He turned to his wife. "Don't tell me to stop, tell them to stop. Go down and tell them, or are you afraid?"
"They aren't hurting anything," said his wife patiently. He shook her off and leaned out the window and looked down into the alley. "You there!" he cried.
The man with the black camera in the alley glanced up, then went on focusing his machine at the lady in the salt-white beach pants, the white bra, and the green checkered scarf. She leaned against the cracked plaster of the building. Behind her a dark boy smiled, his hand to his mouth.
"Tomas!" yelled Ricardo. He turned to his wife. "Oh, Jesus the Blessed, Tomas is in the street, my own son laughing there." Ricardo started out the door.
"Don't do anything!" said his wife.
"I'll cut off their heads!" said Ricardo, and was gone.
In the street the lazy woman was lounging now against the peeling blue paint of a banister. Ricardo emerged in time to see her doing this. "That's my banister!" he said.
The cameraman hurried up. "No, no, we're taking pictures. Everything's all right. We'll be moving on."
"Everything's not all right," said Ricardo, his brown eyes flashing. He waved a wrinkled hand. "She's on my house."
"We're taking fashion pictures," smiled the photographer.
"Now what am I to do?" said Ricardo to the blue sky. "Go mad with this news? Dance around like an epileptic saint?"
"If it's money, well, here's a five-peso bill," smiled the photographer.
Ricardo pushed the hand away. "I work for my money. You don't understand. Please go."
The photographer was bewildered. "Wait..."
"Tomas, get in the house!"
"But, Papa..."
"Gahh!" bellowed Ricardo.
The boy vanished.
"This has never happened before," said the photographer.
"It is long past time! What are we? Cowards?" Ricardo asked the world.
A crowd was gathering. They murmured and smiled and nudged each other's elbows. The photographer with irritable good will snapped his camera shut, said over his shoulder to the model, "All right, we'll use that other street. I saw a nice cracked wall there and some nice deep shadows. If we hurry..."
The girl, who had stood during this exchange nervously twisting her scarf, now seized her make-up kit and darted by Ricardo, but not before he touched at her arm. "Do not misunderstand," he said quickly. She stopped, blinked at him. He went on. "It is not you I am mad at. Or you." He addressed the photographer.

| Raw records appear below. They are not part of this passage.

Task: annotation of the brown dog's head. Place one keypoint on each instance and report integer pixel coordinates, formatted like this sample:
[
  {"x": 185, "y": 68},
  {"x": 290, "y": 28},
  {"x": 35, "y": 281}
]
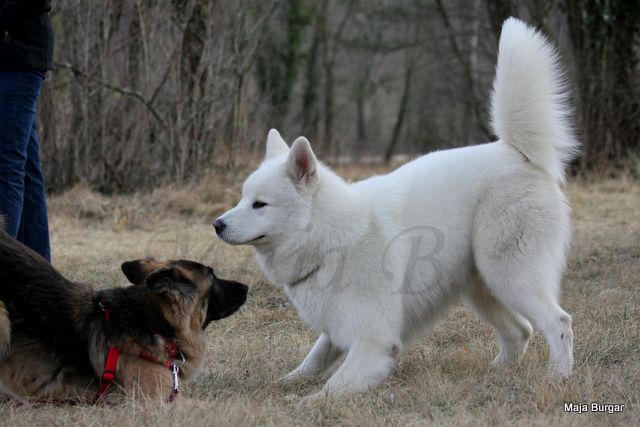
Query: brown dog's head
[{"x": 191, "y": 285}]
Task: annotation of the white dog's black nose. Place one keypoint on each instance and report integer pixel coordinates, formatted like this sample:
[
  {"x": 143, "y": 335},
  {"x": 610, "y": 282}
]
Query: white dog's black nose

"Then why--" said the photographer.
Ricardo waved his hand. "You are employed; I am employed. We are all people employed. We must understand each other. But when you come to my house with your camera that looks like the complex eye of a black horsefly, then the understanding is over. I will not have my alley used because of its pretty shadows, or my sky used because of its sun, or my house used because there is an interesting crack in the wall, here! You see! Ah, how beautiful! Lean here! Stand there! Sit here! Crouch there! Hold it! Oh, I heard you. Do you think I am stupid? I have books up in my room. You see that window? Maria!"
His wife's head popped out. "Show them my books!" he cried.
She fussed and muttered, but a moment later she held out one, then two, then half a dozen books, eyes shut, head turned away, as if they were old fish.
"And two dozen more like them upstairs!" cried Ricardo. "You're not talking to some cow in the forest, you're talking to a man!"
"Look," said the photographer, packing his plates swiftly. "We're going. Thanks for nothing."
"Before you go, you must see what I am getting at," said Ricardo. "I am not a mean man. But I can be a very angry man. Do I look like a cardboard cutout?"
"Nobody said anybody looked like anything." The photographer hefted his case and started off.